My son’s headaches spike a lot more than migraines seem to but don’t seem to be as paralyzing as migraines.
My son actually tested positive for having had a virus that sounds as if it could cause a post-viral syndrome, and we’ve gone camping, live in an old house and have pets and could easily have had all sorts of bacterial, viral or fungal infections.
When I go online, I don’t see evidence of anyone having done any respectable research on this condition.
I don’t see evidence that anyone has done a bunch of CAT, MRI, fMRI or PET scans of people with NDPH and analyzed the scans in a systematic way. I saw what I think is a magna cisterna and lopsidedness on my son’s MRIs, but I can’t even really ask about that, because I immediately got shut down when the doctor realized I’d tried to look at the images, just because I’d looked at them. But I don’t see whether anyone has checked NDPH brains for asymmetry, magna cisternas or small arachnoid cysts. So, how can doctors call those incidentalomas when they haven’t even had an intern study scans for high school science fair projects?
And why in this age of Family Tree DNA can’t researchers send fecal, ear and nose swabs from 30 people with migraine, 30 NDPH people, and 30 controls through gene sequencing systems, to compare and contrast?

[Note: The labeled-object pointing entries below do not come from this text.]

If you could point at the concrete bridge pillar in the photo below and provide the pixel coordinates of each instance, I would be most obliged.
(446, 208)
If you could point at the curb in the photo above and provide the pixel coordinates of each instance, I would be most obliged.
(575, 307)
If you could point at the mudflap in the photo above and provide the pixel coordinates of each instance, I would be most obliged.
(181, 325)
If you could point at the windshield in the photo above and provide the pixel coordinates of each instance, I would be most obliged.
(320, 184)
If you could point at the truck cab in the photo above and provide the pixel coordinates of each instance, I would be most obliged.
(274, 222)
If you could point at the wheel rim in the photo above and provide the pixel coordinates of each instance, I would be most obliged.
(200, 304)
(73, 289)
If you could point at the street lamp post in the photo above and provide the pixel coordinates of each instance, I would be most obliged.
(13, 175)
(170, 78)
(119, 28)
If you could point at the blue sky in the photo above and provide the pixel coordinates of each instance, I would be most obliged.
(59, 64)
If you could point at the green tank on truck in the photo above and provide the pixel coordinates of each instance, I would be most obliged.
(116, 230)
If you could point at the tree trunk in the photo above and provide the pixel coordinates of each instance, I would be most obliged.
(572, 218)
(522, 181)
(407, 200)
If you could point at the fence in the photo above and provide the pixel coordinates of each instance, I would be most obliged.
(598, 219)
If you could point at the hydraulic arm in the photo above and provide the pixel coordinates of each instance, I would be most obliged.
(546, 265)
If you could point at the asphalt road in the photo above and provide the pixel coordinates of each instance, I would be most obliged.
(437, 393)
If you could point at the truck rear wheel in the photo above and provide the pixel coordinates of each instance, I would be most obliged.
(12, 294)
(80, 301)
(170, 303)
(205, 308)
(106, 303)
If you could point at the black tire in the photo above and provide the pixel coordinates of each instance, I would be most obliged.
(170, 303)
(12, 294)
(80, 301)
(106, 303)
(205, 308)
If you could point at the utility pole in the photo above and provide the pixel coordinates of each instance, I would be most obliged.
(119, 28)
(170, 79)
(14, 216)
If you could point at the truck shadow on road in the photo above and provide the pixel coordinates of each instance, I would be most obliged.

And why can’t someone create a packet of records for 50 people diagnosed with NDPH 20 years ago and see how their health trajectories compare with the trajectories for migraine people and controls? (Maybe the controls could be concussion patients.) Do the NDPH people look just like the migraine people and the controls, or are there differences? What’s up with life expectancy?
Instead of seeing studies like that, all I see are studies comparing what NDPH and migraine people are like now and maybe over the course of a short period. That doesn’t seem like extensive enough research to come to any conclusions about the relationship between migraine and NDPH.